Calacanis suggested that Microsoft should offer the top 10 media companies 50 percent more than Google currently pays them in content aggregation licensing fees if they block Google from indexing their content (which Google freely allows anyone to do) and have it indexed only by Microsoft’s Bing search engine.
As Calacanis says in his email newsletter:
So, for a moment, imagine a world where Bing could say in their TV commercials:
“Want to search the New York Times, Wall Street Journal, USA Today and
3,894 other newspapers and magazine?”
“Well, then don’t go to Google because they don’t have them!”
“Go to Bing, home of quality content you can trust!”

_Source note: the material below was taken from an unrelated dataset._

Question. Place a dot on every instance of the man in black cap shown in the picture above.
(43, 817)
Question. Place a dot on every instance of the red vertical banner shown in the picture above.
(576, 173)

News Corporation chairman Rupert Murdoch may not be interested in jumping into bed with Microsoft just to stick it to Google, which he has referred to as a “kleptomaniac” and a “parasite”. But in an interview with Sky News Australia earlier this week he indicated that he is partial to the idea of barring Google and other search engines from indexing his content as a tactic designed to encourage readers to pay for News Corp. content online. He also flagged his inclination to sue anyone reproducing News Corp. content without permission.
While Murdoch has enough clout to shake things up, it is testament to Google’s success that it becomes the target of powerful people such as Murdoch when what they are actually raging against is the internet itself and the havoc is has wrought on their once buoyant commercial vessels. Or, as one commenter over on Mumbrella remarked, “Poor guy, all he wants is those people OFF HIS LAWN!!”
By the way, Google has responded by saying that it has no intention of indexing publishers against their wishes.